Will the Phase II win drive further follow‑on work or additional phases for AECOM in the region? | ACM (Aug 11, 2025) | Candlesense

Will the Phase II win drive further follow‑on work or additional phases for AECOM in the region?

Answer – Likelihood of Follow‑On Work

The award of the Project‑Management‑Consultant and engineering contract for The Avenues – Riyadh Phase II is a strong indicator that AECOM’s relationship with Shomoul Holding and the broader Saudi development ecosystem is deepening. Phase I was delivered successfully, and the client has chosen AECOM again for the larger, mixed‑use Phase II (which is significantly larger in scope and budget). In the Saudi market, large‑scale mixed‑use projects are typically executed in a series of phases, with the same PMC/engineer retained to preserve design continuity, risk management, and cost‑control. Consequently, investors and industry observers widely expect that successful execution of Phase II will create a pipeline of additional work—potentially a Phase III or ancillary infrastructure‑service contracts (e.g., utilities, transport integration, and O&M services). This expectation is reinforced by Saudi Arabia’s continued “Vision 2030” push for high‑profile commercial hubs, and by AECOM’s existing “Middle East & Africa” (MEA) pipeline, which already lists several large‑scale projects (e.g., Riyadh Metro, King Abdullah Financial District). In short, the Phase II win is a strong catalyst for further follow‑on work in the region.

Trading Implications

Fundamental: AECOM’s 2024 guidance already reflects a modest upside from its MEA segment, which contributed ~8 % of total revenue in 2023 with higher margins than the U.S. civil‑construction base. The new contract adds ~US$70‑80 million of revenue (based on typical Phase II sizes) and is likely to be recognized in the FY2025/26 earnings window, boosting earnings per share (EPS) expectations by roughly 1–2 %. The incremental exposure also diversifies the revenue mix away from U.S.‑only exposure, a favorable credit signal.

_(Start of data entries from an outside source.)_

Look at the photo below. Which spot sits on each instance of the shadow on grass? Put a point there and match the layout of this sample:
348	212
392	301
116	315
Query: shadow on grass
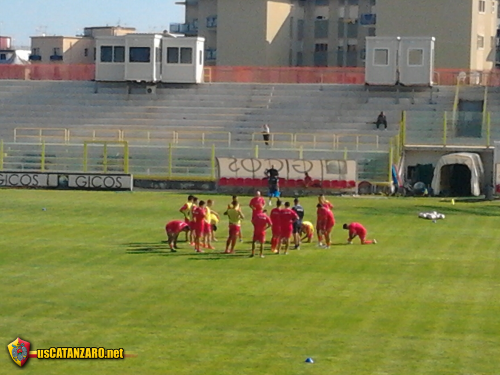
459	208
163	249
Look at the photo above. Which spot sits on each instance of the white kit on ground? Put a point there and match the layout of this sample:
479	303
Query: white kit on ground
431	215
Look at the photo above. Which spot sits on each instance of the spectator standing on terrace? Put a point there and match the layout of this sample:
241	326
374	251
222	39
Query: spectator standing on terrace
381	120
272	175
266	133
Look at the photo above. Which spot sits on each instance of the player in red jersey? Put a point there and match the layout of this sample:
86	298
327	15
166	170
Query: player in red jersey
324	224
194	204
287	218
276	229
199	214
261	222
356	229
257	204
173	229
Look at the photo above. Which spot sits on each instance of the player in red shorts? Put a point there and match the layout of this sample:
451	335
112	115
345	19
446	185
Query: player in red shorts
199	214
325	202
257	204
356	229
173	229
324	224
276	229
287	218
261	222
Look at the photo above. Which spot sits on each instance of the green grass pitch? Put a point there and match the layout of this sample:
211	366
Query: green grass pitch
91	270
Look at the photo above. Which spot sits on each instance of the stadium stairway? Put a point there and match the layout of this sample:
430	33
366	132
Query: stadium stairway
239	110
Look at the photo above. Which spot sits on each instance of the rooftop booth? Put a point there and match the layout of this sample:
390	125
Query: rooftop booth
381	60
143	57
110	58
182	60
416	61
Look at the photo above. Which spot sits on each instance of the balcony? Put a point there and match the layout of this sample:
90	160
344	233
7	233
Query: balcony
184	28
212	22
211	54
366	19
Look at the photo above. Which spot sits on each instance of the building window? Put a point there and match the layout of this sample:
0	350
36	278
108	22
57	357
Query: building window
320	47
300	30
321	29
106	54
139	54
300	59
212	21
172	55
381	57
186	55
415	57
119	54
482	6
480	42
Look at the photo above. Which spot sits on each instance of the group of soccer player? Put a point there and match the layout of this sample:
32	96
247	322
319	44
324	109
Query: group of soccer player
285	221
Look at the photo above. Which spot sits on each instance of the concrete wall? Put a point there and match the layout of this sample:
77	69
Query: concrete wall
71	48
241	32
279	33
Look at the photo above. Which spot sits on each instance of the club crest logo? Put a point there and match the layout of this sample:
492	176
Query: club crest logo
19	350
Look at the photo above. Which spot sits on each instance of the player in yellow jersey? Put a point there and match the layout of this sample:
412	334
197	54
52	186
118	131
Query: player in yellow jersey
208	235
307	231
235	216
238	207
186	210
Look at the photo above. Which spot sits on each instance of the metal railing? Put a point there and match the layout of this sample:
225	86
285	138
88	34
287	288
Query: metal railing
317	141
139	136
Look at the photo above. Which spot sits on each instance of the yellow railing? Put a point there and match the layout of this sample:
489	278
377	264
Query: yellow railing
40	134
140	136
320	141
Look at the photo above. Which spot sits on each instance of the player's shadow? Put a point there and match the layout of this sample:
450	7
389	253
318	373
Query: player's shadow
163	249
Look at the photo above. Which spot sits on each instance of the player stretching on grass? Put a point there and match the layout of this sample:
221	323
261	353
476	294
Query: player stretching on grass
356	229
234	215
261	222
287	218
199	225
275	218
173	229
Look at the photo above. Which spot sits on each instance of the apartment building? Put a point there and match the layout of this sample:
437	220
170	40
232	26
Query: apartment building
333	32
71	49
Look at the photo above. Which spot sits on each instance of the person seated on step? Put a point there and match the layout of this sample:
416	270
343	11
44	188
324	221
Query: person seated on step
381	120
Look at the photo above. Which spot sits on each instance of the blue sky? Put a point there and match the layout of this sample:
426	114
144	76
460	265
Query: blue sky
21	19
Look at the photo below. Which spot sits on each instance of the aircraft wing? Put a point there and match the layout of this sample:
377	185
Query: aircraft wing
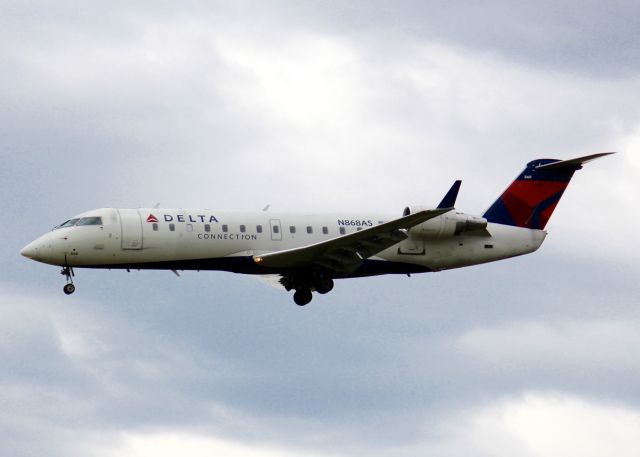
345	254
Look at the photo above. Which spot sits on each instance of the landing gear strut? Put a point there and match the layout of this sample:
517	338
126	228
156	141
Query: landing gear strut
324	285
69	288
302	296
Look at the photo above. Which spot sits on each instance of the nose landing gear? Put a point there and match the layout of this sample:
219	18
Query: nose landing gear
69	288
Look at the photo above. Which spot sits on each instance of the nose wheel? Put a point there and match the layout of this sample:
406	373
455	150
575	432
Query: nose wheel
68	288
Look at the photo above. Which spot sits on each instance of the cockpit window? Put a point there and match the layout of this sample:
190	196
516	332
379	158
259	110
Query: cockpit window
90	221
69	223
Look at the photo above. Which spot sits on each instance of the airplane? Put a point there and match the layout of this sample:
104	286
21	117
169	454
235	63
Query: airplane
308	252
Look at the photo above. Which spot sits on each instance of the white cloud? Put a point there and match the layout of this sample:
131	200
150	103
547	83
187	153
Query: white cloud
170	443
542	424
596	343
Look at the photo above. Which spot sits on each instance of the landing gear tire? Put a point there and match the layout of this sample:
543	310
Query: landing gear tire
302	296
325	285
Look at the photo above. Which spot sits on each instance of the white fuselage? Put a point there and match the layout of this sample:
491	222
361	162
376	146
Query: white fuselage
178	239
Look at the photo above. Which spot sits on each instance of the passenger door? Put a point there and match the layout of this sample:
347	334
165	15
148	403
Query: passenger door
276	230
131	225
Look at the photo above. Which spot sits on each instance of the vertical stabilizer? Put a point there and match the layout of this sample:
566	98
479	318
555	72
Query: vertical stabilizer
531	199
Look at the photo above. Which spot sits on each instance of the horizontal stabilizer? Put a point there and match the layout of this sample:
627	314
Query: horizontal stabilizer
573	163
449	200
531	199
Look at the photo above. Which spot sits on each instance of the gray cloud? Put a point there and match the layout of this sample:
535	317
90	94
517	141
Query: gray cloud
353	107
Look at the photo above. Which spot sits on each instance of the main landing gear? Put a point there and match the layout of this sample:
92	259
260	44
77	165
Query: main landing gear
69	288
303	295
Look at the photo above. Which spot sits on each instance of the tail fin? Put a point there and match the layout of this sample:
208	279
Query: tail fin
530	200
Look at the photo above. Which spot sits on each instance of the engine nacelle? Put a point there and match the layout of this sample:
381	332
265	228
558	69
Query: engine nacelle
449	224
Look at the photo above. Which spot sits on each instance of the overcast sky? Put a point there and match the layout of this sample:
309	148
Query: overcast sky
313	107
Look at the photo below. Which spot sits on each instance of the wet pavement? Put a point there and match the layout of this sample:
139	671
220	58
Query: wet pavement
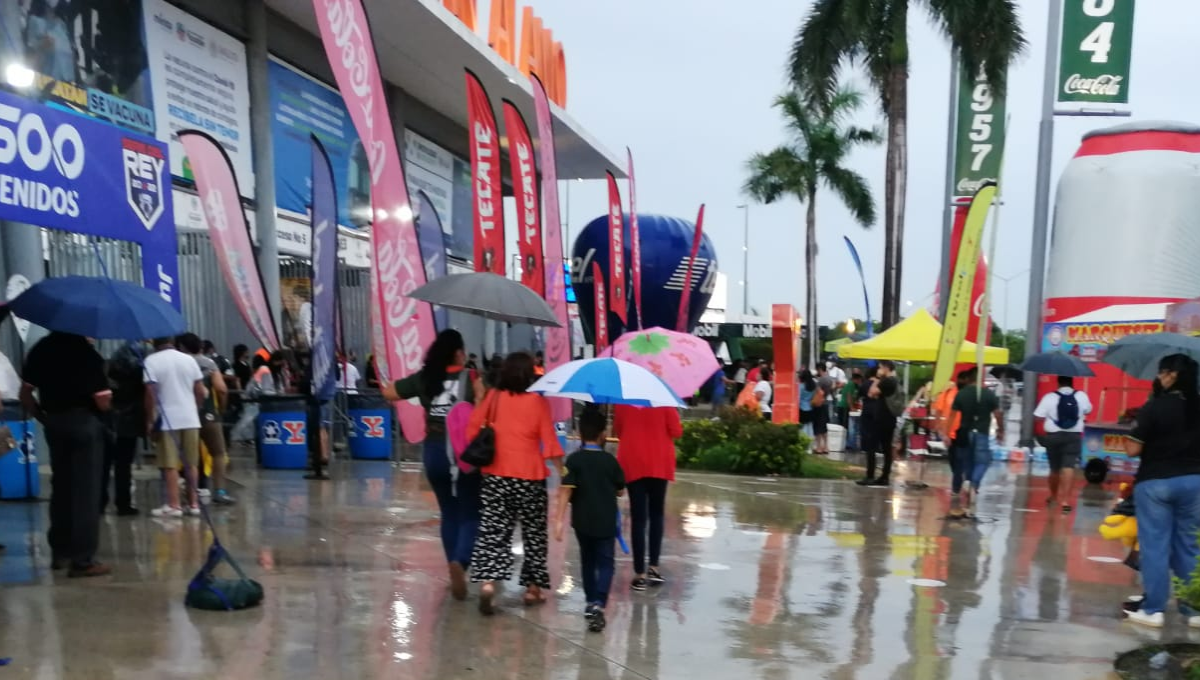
767	578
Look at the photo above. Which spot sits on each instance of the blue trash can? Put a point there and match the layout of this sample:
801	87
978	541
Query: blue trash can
283	433
18	467
371	435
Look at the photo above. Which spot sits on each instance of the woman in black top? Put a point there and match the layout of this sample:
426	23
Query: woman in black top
1167	491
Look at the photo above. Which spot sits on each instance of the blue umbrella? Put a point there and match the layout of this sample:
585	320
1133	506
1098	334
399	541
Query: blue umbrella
97	307
1056	363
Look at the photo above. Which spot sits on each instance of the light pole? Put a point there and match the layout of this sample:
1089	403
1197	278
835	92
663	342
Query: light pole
745	260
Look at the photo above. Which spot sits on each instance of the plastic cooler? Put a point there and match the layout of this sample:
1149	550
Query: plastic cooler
282	433
17	479
371	435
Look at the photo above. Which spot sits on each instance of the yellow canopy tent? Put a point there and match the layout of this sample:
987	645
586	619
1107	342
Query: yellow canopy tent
916	338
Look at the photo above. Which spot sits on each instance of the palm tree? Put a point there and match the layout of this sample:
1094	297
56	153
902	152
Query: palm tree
822	138
987	35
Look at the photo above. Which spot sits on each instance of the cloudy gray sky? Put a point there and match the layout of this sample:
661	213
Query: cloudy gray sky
689	84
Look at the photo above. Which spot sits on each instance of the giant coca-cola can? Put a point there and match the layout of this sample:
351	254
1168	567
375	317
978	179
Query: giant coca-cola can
1125	244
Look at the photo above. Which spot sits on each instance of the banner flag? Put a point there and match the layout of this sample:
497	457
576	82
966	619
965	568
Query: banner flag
635	236
487	194
402	328
862	277
685	295
558	341
433	247
229	233
958	308
616	253
601	308
324	274
525	187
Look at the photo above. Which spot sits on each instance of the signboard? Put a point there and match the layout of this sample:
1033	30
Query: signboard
1095	52
90	59
303	106
979	137
71	173
198	74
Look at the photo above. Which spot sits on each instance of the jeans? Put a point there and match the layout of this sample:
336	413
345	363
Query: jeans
457	501
76	440
647	504
597	559
1168	521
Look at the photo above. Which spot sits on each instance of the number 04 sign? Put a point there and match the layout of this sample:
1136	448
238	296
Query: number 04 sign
1095	53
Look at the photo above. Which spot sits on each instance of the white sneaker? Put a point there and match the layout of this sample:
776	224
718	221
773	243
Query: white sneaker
1144	619
166	511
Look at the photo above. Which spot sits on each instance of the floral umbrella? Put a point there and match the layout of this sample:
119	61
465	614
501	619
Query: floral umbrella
682	360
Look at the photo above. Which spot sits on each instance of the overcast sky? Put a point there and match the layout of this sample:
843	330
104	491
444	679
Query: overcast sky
689	84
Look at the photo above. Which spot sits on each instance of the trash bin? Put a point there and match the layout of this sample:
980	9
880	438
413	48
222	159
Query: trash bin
18	465
282	433
371	435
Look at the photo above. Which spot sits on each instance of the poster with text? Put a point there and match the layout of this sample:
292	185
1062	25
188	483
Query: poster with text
198	74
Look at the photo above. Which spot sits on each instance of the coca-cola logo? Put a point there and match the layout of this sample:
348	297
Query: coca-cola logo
1099	86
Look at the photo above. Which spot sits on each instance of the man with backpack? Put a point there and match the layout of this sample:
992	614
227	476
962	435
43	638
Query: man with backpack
1063	411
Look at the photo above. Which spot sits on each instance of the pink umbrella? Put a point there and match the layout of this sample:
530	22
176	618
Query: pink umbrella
683	361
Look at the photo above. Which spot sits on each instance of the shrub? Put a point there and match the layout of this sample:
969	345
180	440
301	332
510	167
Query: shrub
742	443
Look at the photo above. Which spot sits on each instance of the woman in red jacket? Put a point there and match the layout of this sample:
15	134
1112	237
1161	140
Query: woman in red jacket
647	457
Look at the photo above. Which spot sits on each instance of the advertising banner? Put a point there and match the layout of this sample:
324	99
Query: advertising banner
324	274
303	107
558	341
979	137
229	233
958	308
71	173
87	56
685	296
485	169
635	238
401	326
198	73
525	186
1096	52
616	253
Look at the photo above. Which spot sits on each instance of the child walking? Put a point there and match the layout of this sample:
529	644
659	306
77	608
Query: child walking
591	486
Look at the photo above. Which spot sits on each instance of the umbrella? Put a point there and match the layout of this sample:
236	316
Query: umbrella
97	307
489	295
1139	355
1056	363
606	381
683	361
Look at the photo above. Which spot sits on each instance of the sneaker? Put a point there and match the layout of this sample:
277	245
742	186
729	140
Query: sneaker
654	577
1144	619
167	512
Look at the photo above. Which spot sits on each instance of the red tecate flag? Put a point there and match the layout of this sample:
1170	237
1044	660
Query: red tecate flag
601	308
685	295
616	253
487	198
525	187
635	238
402	328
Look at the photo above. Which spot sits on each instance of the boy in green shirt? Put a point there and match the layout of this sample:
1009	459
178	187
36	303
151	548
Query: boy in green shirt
591	486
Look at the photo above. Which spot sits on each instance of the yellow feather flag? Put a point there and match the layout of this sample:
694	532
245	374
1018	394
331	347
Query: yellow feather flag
958	308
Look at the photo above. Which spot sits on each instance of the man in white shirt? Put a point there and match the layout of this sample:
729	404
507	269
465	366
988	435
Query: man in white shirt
1063	411
174	398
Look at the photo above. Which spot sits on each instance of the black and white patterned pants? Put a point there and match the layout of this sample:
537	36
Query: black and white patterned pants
507	501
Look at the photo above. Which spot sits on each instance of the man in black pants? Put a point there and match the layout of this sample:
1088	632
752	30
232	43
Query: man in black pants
72	392
881	422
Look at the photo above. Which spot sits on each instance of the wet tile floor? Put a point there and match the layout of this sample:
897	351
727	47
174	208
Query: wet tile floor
767	578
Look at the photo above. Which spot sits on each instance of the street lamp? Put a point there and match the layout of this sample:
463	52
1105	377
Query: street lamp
745	260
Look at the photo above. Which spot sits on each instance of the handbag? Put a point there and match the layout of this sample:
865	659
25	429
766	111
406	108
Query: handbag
481	450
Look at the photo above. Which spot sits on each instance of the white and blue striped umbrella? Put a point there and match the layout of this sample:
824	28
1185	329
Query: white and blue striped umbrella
606	381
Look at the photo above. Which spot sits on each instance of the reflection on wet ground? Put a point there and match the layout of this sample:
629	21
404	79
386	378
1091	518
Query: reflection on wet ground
768	578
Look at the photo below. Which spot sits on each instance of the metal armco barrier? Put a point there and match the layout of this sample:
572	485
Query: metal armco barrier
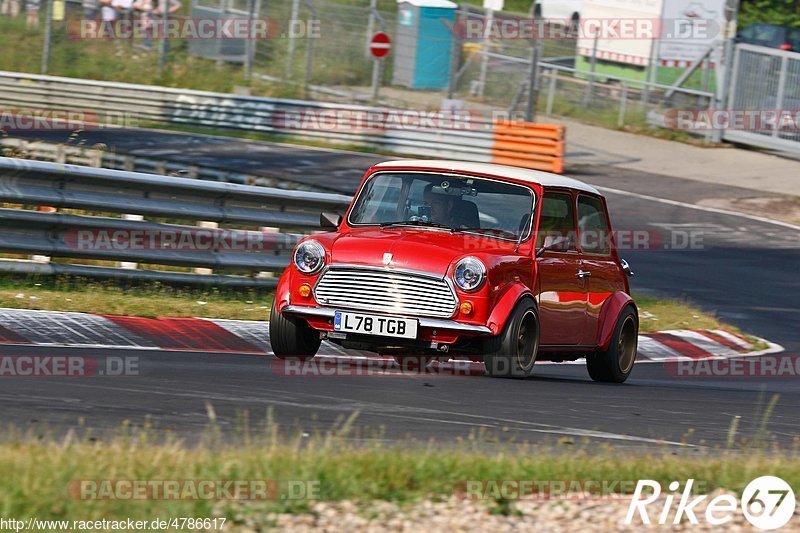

Technical: AECOM (NYSE: ACM) has been trading in a tight 30‑day range (USD 106‑114) after a modest rally in early July. Volume spiked on the Business Wire release (+45 % vs. average), pushing the price ~1 % higher on the day. The stock is sitting just above its 20‑day EMA (≈ 107.5) and the 50‑day EMA (≈ 107.2) with a bullish MACD crossover. Relative Strength Index (RSI) sits near 55, indicating room for upside without being over‑bought.

Action: The Phase II win is a positive catalyst with limited downside risk. For traders with a short‑to‑mid‑term horizon (1‑3 months), consider adding a modest position (5‑10 % of portfolio) on a pull‑back to the 20‑day EMA or on a break above the recent high (≈ 108.5) with a stop at the 20‑day EMA. For longer‑term investors, the contract strengthens the case for maintaining or modestly increasing exposure to AECOM, given the expected earnings uplift and the likelihood of subsequent phases. Keep an eye on Saudi‑government policy announcements and any additional AECOM contract disclosures, which could further lift the stock.